Accountability questions

The project's limited accountability declined even more in 2022, with an unprecedented skipping of a bi-monthly scheduled Quality of Life meeting, and the less unusual failure to schedule two quarterly meetings of the (purportedly) advisory Atlantic Yards Community Development Corporation.

Both are fora for at least some transparency, though follow-up questions are typically not allowed at the bi-monthly meetings, and few of the AY CDC members have anything but surface knowledge.

A new real estate VP at Empire State Development must get up to speed on this and other projects.

The coalition BrooklynSpeaks, essentially led by a handful of people, has the ear of local elected officials, some of whom attended the Crossroads charettes last winter and a July press conference regarding the failure to build the Urban Room--which was really more about that 2025 housing deadline.

BrooklynSpeaks does not necessarily speak for the full spectrum of opinion, so presumably any attempt to move forward on Site 5, and/or a project negotiation, will involve a larger range of people. That said, expect some new proposals on the project from BrooklynSpeaks (more on that soon).

If a plan emerges to extend the project timetable or otherwise protect GFCP from those fines, that deserves significant public discussion--not a backroom deal.

Press coverage will continue to be very sporadic, beyond this blog.

Beyond the footprint

The Atlantic Avenue Mixed-Use Project (AAMUP), the successor to what Community Board 8 called M-CROWN, is proceeding, aiming to rezone the area just east of Vanderbilt Avenue, the eastern end of the Atlantic Yards/Pacific Park footprint, with not only higher densities but also civic investments, including open space and road improvements.

Meanwhile, several spot rezonings on or near Atlantic Avenue that passed have not yet led to buildings going vertical. Given the deadline to complete new buildings by June 15, 2026 to take advantage of the 421-a tax break, we should see some buildings start.

About the Nets

The Brooklyn Nets' remarkable turnaround during the first half of the 2022-23 season puts them in a position for a deep playoff run, even a championship--subject, of course, to injuries and/or a Kyrie Irving-related crisis. That could mean congestion near the project's limited parking garages.

If so, expect Mayor Eric Adams and others to get on a Nets bandwagon. What elected official wouldn't want to join a parade, even if you're only rooting for the clothes? And expect Irving to negotiate a lucrative new contract with the Nets.

A successful Nets season might bring team owner Joe Tsai closer to his bold, and seemingly unattainable goal of nearly tripling team revenue.
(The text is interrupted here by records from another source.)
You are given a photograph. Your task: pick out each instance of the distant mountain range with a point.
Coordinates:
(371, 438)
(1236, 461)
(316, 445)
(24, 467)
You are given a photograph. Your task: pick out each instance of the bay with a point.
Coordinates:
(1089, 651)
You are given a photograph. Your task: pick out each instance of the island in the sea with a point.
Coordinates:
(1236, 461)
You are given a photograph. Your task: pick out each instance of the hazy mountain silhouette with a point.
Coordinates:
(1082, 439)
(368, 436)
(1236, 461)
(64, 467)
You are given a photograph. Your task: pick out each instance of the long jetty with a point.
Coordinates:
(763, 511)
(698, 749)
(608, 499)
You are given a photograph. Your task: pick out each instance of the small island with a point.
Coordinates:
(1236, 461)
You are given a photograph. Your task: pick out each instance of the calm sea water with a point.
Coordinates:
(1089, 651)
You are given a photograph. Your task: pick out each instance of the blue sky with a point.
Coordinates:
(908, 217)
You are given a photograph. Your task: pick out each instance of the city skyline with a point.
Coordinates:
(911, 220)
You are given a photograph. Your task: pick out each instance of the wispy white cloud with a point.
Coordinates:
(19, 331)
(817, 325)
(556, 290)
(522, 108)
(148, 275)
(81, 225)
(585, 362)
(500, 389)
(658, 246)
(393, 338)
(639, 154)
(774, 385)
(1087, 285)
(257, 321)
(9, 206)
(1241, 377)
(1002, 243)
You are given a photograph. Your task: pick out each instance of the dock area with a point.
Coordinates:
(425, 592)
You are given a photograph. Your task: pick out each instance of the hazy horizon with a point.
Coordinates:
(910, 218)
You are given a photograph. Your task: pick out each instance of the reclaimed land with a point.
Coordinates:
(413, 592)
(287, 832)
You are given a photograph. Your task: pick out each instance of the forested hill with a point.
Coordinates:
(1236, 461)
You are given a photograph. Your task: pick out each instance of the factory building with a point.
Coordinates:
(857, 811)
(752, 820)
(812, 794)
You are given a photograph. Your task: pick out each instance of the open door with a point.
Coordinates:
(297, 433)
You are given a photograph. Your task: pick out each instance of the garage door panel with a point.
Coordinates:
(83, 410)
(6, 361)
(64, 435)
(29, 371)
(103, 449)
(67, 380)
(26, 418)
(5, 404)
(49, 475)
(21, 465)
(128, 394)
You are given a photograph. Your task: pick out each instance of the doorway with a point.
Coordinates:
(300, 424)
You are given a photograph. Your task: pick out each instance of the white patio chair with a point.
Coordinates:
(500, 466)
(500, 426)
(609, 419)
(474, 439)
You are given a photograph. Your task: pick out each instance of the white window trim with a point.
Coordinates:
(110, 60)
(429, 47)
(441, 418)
Along with new revenue streams, that could include a buyout of Barclays, enabling the arena operator (Tsai's company) to sell naming rights for far more than the $10 million a year Barclays pays.

What's the 2023 surprise?

Perhaps a new timetable, a new plan, and a new agreement with the state. A boost from Mayor Eric Adams for deeper affordability? Greenland going into default?

If there's a new arena naming rights agreement, well, we'll have to get used to not just a new name, but also a new naming rights plan for the transit hub--right?